Ele então coça a cabeça e folheia o documento, que diz que o press release não deve ser divulgado até o dia seguinte. Ele então observa as palavras “sem atraso” e “imediatamente” no começo do documento. Sua resposta é curta: “Imediatamente, sem atraso”. Poucos minutos depois, às 19h01, a entrevista acaba.
Manchete
O anúncio de Schabowski vira a principal história dos noticiários do horário nobre. Sem muitos detalhes, a imprensa do Ocidente preenche as lacunas com interpretação própria. Às 19h15, a manchete da agência Associated Press é “RDA abre as fronteiras”.
O governo está em um beco sem saída. Anunciada na televisão, a notícia da abertura da fronteira deixa a cidade em euforia. Depois de 28 anos, os alemães orientais saem de casa rumo ao outro lado de Berlim, muitos ansiosos para rever parte da família separada pela barreira. A declaração de Schabowski coloca o governo num beco sem saída.
Marcha ao Muro
As ruas lotam. As pessoas chegam a pé ou a bordo dos Trabants, os carros de produção local.

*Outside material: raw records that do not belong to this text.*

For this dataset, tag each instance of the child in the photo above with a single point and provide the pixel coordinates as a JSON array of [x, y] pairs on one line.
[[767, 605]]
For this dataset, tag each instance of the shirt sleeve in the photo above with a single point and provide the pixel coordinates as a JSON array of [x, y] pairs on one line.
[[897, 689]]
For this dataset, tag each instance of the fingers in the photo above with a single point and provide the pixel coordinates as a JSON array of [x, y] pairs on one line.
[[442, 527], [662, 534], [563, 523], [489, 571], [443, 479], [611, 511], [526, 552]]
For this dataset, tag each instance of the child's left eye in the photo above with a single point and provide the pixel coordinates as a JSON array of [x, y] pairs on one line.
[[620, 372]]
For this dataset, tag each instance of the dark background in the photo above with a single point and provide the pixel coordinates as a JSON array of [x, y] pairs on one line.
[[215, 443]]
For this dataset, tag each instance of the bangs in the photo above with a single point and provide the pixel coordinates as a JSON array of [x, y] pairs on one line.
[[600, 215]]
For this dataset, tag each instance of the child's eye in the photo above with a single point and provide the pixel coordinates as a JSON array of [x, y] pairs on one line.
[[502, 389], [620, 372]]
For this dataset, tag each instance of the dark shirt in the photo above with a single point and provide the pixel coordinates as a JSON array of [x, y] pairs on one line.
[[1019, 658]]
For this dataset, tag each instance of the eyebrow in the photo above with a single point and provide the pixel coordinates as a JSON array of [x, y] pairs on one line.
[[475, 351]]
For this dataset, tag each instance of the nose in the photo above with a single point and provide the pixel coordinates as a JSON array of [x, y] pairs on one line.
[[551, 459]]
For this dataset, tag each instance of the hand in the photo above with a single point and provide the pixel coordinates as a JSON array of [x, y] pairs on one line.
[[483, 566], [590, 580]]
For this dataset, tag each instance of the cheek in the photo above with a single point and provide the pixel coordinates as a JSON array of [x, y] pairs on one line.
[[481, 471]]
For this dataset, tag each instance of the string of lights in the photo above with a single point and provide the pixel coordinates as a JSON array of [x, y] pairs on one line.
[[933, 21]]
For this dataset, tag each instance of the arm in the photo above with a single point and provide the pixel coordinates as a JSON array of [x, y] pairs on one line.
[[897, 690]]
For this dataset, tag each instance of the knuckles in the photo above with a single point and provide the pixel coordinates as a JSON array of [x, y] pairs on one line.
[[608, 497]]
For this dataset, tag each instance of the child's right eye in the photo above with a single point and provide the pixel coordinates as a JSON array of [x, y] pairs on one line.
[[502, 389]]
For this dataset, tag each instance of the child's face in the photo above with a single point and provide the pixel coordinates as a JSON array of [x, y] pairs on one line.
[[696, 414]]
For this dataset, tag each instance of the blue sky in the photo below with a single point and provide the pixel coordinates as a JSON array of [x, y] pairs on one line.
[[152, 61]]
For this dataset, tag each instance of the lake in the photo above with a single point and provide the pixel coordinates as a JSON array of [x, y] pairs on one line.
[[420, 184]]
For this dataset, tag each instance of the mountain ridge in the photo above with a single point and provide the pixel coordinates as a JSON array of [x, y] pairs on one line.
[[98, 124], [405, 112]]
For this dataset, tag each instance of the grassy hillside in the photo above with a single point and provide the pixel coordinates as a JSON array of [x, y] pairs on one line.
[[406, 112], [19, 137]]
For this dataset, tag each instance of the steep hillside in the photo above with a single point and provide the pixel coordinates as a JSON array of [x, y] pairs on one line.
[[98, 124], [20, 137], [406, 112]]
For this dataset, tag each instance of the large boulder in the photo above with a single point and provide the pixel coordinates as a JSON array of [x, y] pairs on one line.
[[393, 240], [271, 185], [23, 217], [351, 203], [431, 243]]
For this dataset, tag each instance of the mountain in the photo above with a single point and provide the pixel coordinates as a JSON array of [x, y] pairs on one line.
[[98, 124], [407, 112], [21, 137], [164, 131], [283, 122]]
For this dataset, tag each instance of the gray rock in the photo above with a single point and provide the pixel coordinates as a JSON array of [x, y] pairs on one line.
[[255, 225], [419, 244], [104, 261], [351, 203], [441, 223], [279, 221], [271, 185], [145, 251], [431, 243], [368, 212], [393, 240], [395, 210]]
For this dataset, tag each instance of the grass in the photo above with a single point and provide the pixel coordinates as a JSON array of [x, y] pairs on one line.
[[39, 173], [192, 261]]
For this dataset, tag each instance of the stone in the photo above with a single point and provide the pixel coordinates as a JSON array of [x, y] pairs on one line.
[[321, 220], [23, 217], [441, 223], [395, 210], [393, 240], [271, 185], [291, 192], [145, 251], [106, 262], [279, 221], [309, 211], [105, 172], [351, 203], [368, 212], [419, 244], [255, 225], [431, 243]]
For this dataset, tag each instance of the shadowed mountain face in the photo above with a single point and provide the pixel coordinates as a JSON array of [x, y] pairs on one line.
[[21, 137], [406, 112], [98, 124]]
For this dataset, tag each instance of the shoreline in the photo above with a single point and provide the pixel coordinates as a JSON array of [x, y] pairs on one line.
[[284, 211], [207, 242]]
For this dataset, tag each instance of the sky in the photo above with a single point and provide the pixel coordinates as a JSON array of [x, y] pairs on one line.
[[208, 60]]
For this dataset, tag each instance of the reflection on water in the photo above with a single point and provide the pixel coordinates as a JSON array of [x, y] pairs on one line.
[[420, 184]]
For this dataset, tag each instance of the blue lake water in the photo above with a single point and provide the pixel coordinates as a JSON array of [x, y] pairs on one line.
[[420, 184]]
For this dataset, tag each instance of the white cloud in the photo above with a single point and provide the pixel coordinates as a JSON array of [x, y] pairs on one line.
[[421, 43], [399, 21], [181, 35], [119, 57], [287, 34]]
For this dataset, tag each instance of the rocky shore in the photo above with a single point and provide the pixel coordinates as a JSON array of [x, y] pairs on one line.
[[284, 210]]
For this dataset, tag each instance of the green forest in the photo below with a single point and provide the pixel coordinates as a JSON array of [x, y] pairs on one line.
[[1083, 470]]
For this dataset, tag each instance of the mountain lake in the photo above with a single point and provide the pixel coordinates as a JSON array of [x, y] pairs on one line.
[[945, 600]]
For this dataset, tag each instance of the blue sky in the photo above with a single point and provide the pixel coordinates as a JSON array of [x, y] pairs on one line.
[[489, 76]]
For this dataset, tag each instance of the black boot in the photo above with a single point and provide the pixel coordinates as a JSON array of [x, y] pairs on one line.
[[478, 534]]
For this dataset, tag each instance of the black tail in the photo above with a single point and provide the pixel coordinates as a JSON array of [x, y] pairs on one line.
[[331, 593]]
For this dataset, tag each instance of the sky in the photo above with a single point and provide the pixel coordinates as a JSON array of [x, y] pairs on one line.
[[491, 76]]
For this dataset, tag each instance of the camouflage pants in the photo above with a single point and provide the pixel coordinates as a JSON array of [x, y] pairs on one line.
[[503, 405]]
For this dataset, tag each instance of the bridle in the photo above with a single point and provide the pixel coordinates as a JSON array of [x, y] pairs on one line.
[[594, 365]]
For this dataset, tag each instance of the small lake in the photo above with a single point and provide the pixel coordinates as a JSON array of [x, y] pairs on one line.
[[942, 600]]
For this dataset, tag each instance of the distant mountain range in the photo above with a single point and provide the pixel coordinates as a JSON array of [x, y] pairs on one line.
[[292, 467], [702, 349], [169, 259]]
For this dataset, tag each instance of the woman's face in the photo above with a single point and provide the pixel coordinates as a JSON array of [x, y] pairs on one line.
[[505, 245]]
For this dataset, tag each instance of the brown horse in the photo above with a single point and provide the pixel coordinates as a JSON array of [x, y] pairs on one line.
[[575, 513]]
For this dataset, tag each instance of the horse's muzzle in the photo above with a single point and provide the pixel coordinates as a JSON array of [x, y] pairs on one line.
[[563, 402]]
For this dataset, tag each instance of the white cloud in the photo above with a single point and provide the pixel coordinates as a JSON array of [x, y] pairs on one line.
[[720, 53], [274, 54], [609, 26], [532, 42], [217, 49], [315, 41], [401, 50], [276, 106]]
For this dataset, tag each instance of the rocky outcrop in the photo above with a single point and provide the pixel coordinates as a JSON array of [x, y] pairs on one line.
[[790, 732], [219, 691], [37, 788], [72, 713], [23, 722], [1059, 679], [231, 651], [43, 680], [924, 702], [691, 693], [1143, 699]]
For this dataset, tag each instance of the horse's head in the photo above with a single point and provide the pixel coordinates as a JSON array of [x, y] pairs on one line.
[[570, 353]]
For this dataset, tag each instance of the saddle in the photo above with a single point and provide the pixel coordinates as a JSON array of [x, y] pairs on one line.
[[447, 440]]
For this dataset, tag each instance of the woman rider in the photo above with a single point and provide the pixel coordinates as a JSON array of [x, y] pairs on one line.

Começam a se formar filas de carros para atravessar a fronteira, que chegam a mais de 100 quilômetros. Estimativas indicam que até 1 milhão de pessoas se aglomeram no lado oriental da fronteira.
Aproximadamente às 22h, diante da multidão e sem nenhuma orientação oficial sobre como reagir, os guardas que chegaram a matar quase 200 pessoas que tentaram fugir pelo Muro são obrigados a ceder e simplesmente abrir os portões. Primeiro, abrem o portão de Bornholmer Strasse, no subúrbio, e depois o portão central de Brandemburgo.
Picaretas
As pessoas sobem e dançam em cima do Muro. Com picaretas ou que estivesse às mãos, os alemães começam a destruir o Muro e muitos guardam pedaços como recordação de um momento que já se sabia histórico.
Trabalho longo
A barreira, contudo, só seria efetivamente destruída em 13 de junho do ano seguinte, quando o governo escala 300 soldados para o trabalho que leva seis meses. Alguns pedaços, contudo, são mantidos e hoje fazem parte do patrimônio histórico de Berlim.